Goetz et al. (2024) exhaustively reviewed the outcomes of Tamarix control through monitoring using vote count and a meta-analysis of 96 studies published from 1990 to 2020. They provided a list of indicators and ecosystem components that have been monitored and noted an over-representation of vegetation monitoring and a paucity of studies examining the response of other biotic and abiotic ecosystem components, such as fauna, physicochemical properties of water and soil and geomorphic characteristics of fluvial landforms that riparian vegetation occupies. We agree with the conclusions of Goetz et al. (2024) that more research on effects of Tamarix control beyond the vegetation component is necessary and essential to provide information for the next steps of the cascade model and achieve an integrative evaluation of riparian social-ecological systems across the American West.

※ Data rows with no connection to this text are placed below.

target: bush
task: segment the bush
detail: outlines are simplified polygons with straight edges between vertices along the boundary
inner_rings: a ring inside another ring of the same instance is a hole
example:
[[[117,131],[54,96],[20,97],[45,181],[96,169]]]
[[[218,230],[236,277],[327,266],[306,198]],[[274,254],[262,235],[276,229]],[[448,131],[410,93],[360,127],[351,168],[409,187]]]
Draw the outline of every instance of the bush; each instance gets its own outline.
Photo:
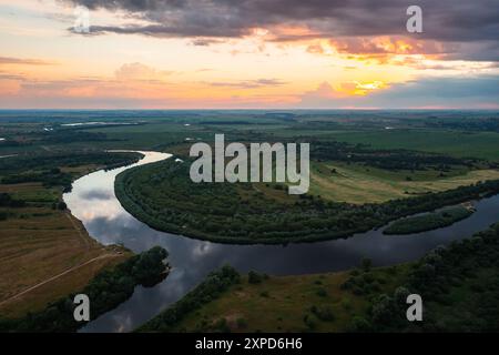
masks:
[[[251,284],[259,284],[262,283],[263,276],[254,271],[251,271],[247,274],[247,282]]]

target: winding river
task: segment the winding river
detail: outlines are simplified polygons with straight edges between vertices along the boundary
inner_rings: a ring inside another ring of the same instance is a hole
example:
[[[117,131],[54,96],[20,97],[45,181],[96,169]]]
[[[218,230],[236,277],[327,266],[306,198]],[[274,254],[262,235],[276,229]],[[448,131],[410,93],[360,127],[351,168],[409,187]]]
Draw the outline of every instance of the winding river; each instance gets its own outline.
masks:
[[[475,202],[477,212],[451,226],[411,235],[384,235],[383,229],[355,234],[346,240],[309,244],[227,245],[197,241],[155,231],[128,213],[114,195],[115,176],[131,166],[170,158],[159,152],[141,152],[138,163],[88,174],[73,183],[64,201],[83,222],[90,235],[102,244],[123,244],[134,252],[161,245],[170,252],[173,270],[154,287],[138,286],[118,308],[90,322],[81,332],[130,332],[169,304],[181,298],[207,273],[223,264],[241,272],[255,270],[273,275],[320,273],[352,268],[361,257],[374,265],[415,260],[429,250],[485,230],[497,222],[499,195]]]

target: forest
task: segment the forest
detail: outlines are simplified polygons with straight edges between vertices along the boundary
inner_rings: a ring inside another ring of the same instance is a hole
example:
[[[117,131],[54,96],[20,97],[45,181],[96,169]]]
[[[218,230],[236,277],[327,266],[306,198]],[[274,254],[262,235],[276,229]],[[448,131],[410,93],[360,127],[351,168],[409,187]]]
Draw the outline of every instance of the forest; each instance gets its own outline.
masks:
[[[167,160],[116,178],[123,206],[150,226],[222,243],[310,242],[347,237],[389,221],[499,192],[499,181],[361,205],[301,195],[294,202],[261,193],[252,183],[193,183],[189,162]]]

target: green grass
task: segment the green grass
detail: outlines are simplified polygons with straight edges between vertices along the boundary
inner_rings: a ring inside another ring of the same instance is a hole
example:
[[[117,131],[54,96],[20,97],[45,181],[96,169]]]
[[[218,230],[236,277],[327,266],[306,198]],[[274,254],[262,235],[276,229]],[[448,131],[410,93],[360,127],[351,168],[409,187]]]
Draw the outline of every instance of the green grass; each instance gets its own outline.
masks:
[[[369,130],[335,132],[340,142],[369,144],[378,149],[409,149],[499,161],[499,133],[445,130]]]
[[[495,179],[499,179],[499,171],[491,169],[457,168],[441,176],[437,170],[388,171],[343,162],[313,162],[310,193],[336,202],[380,203]]]
[[[408,268],[408,265],[380,267],[370,274],[374,280],[383,280],[379,292],[390,293]],[[170,331],[218,332],[224,324],[231,332],[345,332],[350,320],[364,316],[369,306],[367,295],[342,288],[349,276],[350,272],[271,276],[258,284],[249,283],[245,276],[212,302],[189,313]],[[314,307],[328,310],[333,320],[320,320],[312,311]]]
[[[451,225],[458,221],[469,217],[475,211],[467,206],[452,206],[438,212],[425,213],[422,215],[401,219],[385,229],[385,234],[411,234],[432,231]]]

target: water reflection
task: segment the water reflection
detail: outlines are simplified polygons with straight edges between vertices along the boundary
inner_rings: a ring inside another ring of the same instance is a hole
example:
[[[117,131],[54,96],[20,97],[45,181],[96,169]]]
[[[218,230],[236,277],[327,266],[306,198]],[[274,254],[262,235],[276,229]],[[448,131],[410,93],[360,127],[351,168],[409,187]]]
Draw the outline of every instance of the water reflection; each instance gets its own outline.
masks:
[[[141,165],[170,158],[170,154],[142,152]],[[255,270],[274,275],[319,273],[350,268],[361,257],[374,265],[390,265],[415,260],[439,244],[459,240],[486,229],[497,220],[499,195],[475,203],[477,212],[449,227],[406,236],[386,236],[370,231],[346,240],[310,244],[227,245],[196,241],[157,232],[135,220],[115,199],[114,178],[125,170],[99,171],[73,183],[64,201],[90,235],[103,244],[122,243],[134,252],[161,245],[170,252],[172,273],[154,287],[138,286],[133,296],[82,332],[129,332],[156,315],[198,284],[212,270],[231,264],[241,272]]]

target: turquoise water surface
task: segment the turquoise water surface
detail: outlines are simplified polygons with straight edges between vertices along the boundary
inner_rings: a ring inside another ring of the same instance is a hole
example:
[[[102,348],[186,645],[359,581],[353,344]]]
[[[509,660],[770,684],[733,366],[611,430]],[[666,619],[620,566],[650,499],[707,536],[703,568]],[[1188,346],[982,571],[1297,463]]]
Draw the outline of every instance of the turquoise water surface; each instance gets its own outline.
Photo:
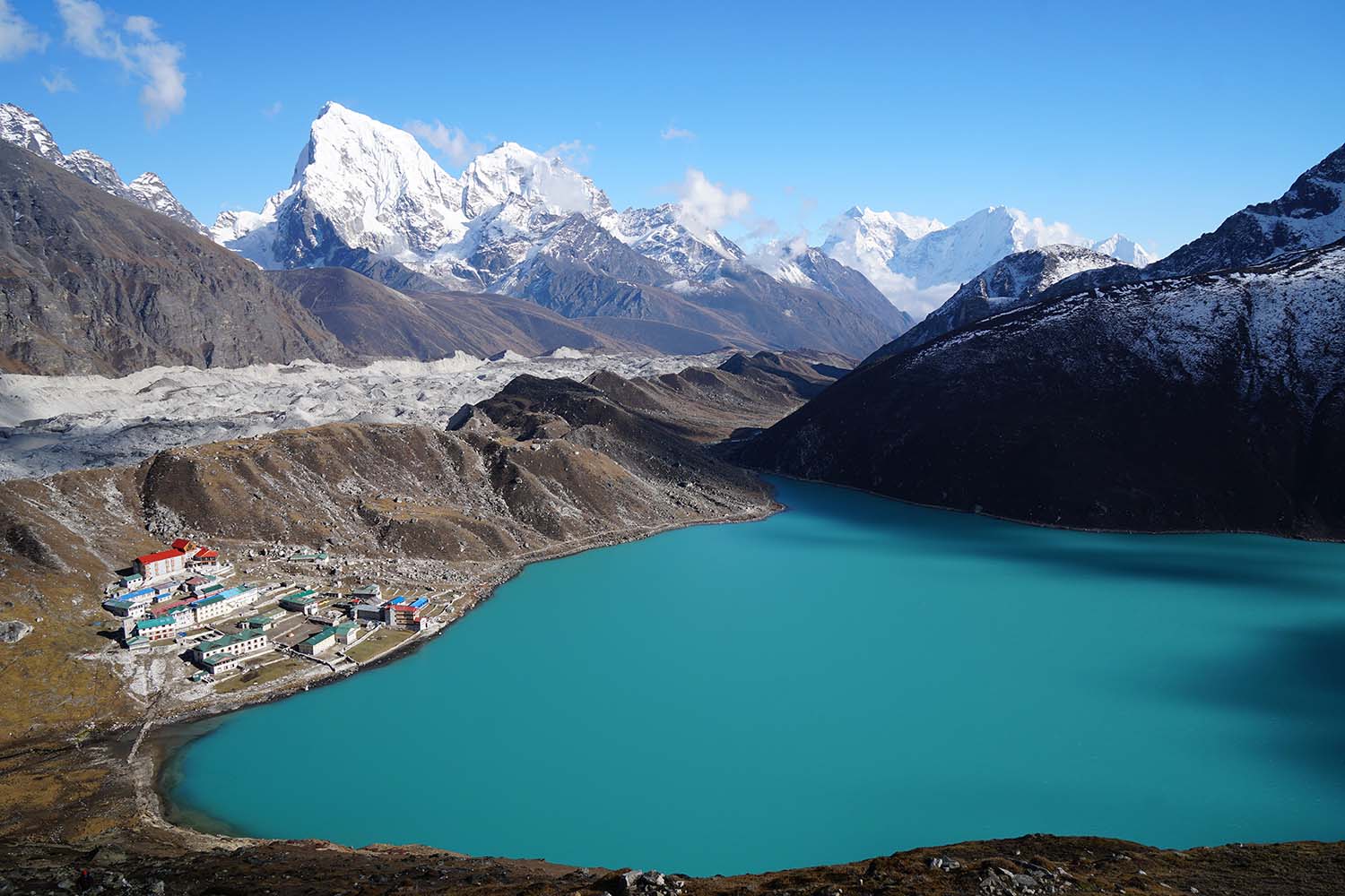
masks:
[[[693,875],[1345,837],[1345,547],[775,484],[785,513],[530,566],[413,656],[227,716],[174,802]]]

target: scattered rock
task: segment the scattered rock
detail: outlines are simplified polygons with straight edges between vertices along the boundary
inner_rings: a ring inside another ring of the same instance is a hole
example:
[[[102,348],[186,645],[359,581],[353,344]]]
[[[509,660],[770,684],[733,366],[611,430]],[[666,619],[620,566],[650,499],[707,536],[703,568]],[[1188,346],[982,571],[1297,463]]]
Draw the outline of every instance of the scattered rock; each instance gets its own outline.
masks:
[[[0,622],[0,643],[19,643],[32,633],[32,626],[20,619]]]

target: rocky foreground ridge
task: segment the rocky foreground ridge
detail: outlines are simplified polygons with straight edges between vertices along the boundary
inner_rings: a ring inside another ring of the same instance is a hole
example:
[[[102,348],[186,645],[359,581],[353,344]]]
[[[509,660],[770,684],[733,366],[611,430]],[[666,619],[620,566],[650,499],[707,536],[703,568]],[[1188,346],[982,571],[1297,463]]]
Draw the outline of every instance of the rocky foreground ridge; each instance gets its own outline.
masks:
[[[1048,896],[1204,893],[1334,896],[1345,880],[1341,844],[1235,844],[1154,849],[1100,837],[1030,836],[880,856],[829,865],[687,877],[644,869],[569,868],[541,860],[473,858],[424,846],[347,849],[273,841],[184,853],[0,842],[8,893],[535,893],[537,896]],[[5,884],[0,883],[0,889]]]

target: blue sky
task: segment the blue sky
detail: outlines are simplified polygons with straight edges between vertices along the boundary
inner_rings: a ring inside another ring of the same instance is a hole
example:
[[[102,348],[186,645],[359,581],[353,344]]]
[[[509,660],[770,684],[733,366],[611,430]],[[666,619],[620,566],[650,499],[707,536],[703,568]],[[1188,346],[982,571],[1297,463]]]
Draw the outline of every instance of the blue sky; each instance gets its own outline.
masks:
[[[0,99],[66,152],[159,172],[207,223],[288,184],[327,99],[468,144],[577,145],[620,207],[695,168],[751,195],[730,232],[814,238],[851,204],[1010,204],[1170,251],[1345,141],[1341,3],[98,8],[90,36],[0,0]]]

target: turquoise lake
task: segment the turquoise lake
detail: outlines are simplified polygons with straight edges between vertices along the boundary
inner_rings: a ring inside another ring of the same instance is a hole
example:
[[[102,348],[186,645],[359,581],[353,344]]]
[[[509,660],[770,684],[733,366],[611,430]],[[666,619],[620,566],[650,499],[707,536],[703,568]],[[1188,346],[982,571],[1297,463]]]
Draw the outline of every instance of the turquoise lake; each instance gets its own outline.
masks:
[[[785,513],[530,566],[404,660],[214,723],[176,811],[691,875],[1345,837],[1345,545],[773,482]]]

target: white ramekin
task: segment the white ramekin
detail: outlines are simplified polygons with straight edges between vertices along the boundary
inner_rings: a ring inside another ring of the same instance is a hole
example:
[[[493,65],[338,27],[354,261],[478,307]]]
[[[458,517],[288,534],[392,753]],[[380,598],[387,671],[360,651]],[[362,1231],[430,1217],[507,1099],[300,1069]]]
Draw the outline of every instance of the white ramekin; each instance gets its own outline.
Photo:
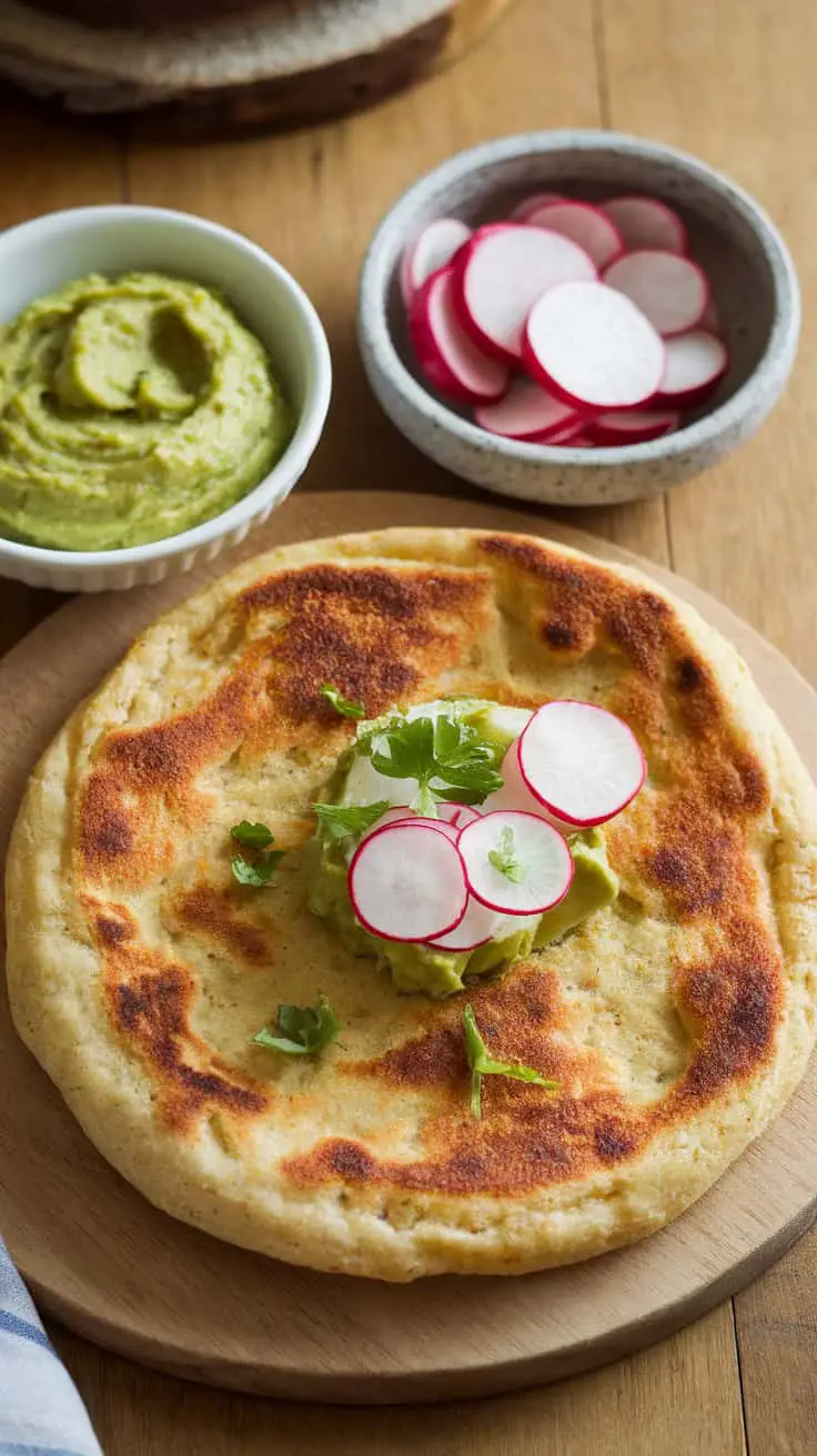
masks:
[[[320,438],[332,392],[329,345],[303,288],[249,239],[159,207],[82,207],[0,233],[0,323],[90,272],[149,269],[220,288],[269,351],[297,427],[277,466],[243,499],[189,531],[124,550],[47,550],[0,539],[0,575],[54,591],[162,581],[236,546],[281,504]]]

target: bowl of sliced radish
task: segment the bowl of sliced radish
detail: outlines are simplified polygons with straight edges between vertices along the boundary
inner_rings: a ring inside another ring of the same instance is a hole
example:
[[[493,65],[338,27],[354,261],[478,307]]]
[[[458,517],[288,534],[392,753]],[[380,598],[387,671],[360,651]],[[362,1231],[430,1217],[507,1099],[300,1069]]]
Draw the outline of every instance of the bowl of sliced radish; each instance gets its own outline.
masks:
[[[417,182],[368,249],[358,338],[419,450],[524,501],[642,499],[747,440],[800,335],[786,245],[703,162],[505,137]]]

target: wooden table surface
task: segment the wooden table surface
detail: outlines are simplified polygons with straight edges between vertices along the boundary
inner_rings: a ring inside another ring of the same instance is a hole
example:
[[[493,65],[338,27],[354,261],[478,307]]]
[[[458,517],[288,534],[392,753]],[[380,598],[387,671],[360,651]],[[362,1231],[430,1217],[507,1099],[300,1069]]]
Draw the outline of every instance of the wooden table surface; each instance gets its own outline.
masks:
[[[368,115],[287,137],[160,144],[0,100],[0,226],[130,199],[248,233],[304,284],[336,390],[304,489],[465,494],[368,396],[354,342],[361,252],[418,173],[460,147],[545,127],[616,127],[698,153],[747,186],[800,268],[805,338],[760,435],[648,505],[577,524],[693,578],[817,681],[814,0],[517,0],[460,66]],[[58,598],[0,585],[0,649]],[[6,709],[9,705],[6,705]],[[437,1409],[320,1409],[182,1385],[55,1331],[108,1456],[805,1456],[817,1450],[817,1232],[673,1340],[545,1390]]]

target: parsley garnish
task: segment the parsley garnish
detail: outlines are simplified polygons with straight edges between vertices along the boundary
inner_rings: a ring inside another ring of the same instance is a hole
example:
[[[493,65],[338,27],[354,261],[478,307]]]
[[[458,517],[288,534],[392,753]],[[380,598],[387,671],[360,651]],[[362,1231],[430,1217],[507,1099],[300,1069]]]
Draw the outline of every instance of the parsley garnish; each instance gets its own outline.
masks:
[[[350,697],[344,697],[341,689],[335,687],[333,683],[323,683],[320,696],[325,697],[328,703],[332,703],[335,712],[341,713],[342,718],[366,718],[366,708],[363,703],[354,703]]]
[[[236,844],[245,844],[248,849],[269,849],[275,837],[267,824],[250,824],[249,820],[233,824],[230,834]]]
[[[240,824],[233,824],[230,837],[243,849],[255,850],[252,859],[248,859],[246,855],[233,855],[230,868],[236,884],[250,885],[253,890],[262,890],[264,885],[272,884],[272,875],[285,850],[269,847],[275,843],[275,836],[267,828],[267,824],[250,824],[249,820],[242,820]]]
[[[371,764],[389,779],[417,779],[412,810],[437,814],[437,799],[481,804],[502,788],[500,744],[481,738],[473,724],[451,718],[393,718],[373,734]]]
[[[389,799],[377,799],[377,804],[313,804],[322,828],[328,830],[332,839],[348,839],[351,834],[366,834],[386,812]]]
[[[285,1051],[290,1057],[313,1057],[316,1051],[323,1051],[335,1040],[341,1029],[341,1022],[335,1016],[325,996],[317,1006],[278,1006],[277,1031],[280,1035],[264,1026],[253,1042],[256,1047],[269,1047],[272,1051]]]
[[[488,850],[488,859],[501,875],[505,875],[514,885],[521,885],[527,869],[514,849],[514,831],[510,824],[505,824],[500,834],[497,849]]]
[[[550,1092],[558,1089],[558,1082],[549,1082],[548,1077],[543,1077],[534,1067],[524,1067],[518,1061],[497,1061],[488,1051],[488,1047],[479,1034],[479,1026],[476,1025],[476,1016],[473,1015],[472,1006],[466,1006],[463,1010],[463,1025],[467,1064],[470,1067],[470,1111],[473,1117],[482,1117],[482,1077],[485,1076],[514,1077],[517,1082],[534,1082],[536,1086],[548,1088]]]

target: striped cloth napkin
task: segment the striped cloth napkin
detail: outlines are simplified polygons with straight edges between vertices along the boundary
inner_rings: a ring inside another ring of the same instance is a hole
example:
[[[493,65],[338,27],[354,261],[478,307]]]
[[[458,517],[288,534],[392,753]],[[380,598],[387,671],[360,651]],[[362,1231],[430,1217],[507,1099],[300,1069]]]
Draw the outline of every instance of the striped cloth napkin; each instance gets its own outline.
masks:
[[[87,1411],[0,1239],[0,1456],[102,1456]]]

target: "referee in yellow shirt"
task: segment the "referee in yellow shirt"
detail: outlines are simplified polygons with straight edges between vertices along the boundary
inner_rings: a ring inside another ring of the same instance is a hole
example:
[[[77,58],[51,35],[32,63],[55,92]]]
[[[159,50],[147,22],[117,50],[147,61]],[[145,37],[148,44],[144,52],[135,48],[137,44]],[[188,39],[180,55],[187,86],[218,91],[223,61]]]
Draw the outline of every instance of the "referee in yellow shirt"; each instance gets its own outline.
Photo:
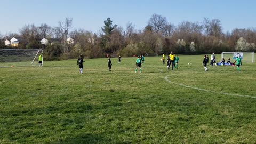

Describing ecosystem functioning is the second step in the cascade model (Fig. 1). Ecosystem functions are the subset of interactions between the biological and physical structure and processes that govern the flow of matter and energy across ecosystems (Potschin and Haines-Young 2016; Raimundo et al. 2018; Hu et al. 2022). Recommendations for integrating ecosystem functioning into evaluation of management of natural resources, including invasive species management (e.g. International Standards for Ecological Restoration, Gann et al. (2019)), have not been as widely implemented as those related to biophysical structure (see Palmer et al. (2014) in the field of ecological restoration and González et al. (2015) for restoration of riparian vegetation specifically). Ecosystem functioning has been overlooked for multiple reasons. First, structural indicators are usually sufficient to evaluate compliance of management projects, which is often the only goal of monitoring (Matzek 2018). Second, there is a tendency to remain at the “structural phase” of evaluation because of the common belief that, if the biophysical structure is restored, recovery of processes and functions will follow (the ‘Field of Dreams’ hypothesis; see Palmer et al. (1997) and Suding (2011)). Finally, ecological functions are harder to conceptualise and monitor, despite efforts to simplify their quantification (e.g. Meyer et al. (2015)). Advances in functional ecology, such as the emergence and application of functional traits and functional diversity to understand ecosystem dynamics, can help to better characterise ecosystem functions (Díaz et al. 2007; Haines-Young and Potschin 2010; Funk et al. 2014). We are aware of only one study that used functional traits and functional diversity to assess the effectiveness of Tamarix control. Henry et al. (2023) used specific leaf area, plant height and seed mass to explore the response of the riparian plant community to Tamarix biocontrol, but their choice of traits was intended to reflect responses to environmental change (“response” traits) instead of to reflect effects on ecosystem functioning (“effect” traits). Effect traits are still underutilised in monitoring outcomes of management interventions (for example, in ecological restoration, see Loureiro et al. (2023)).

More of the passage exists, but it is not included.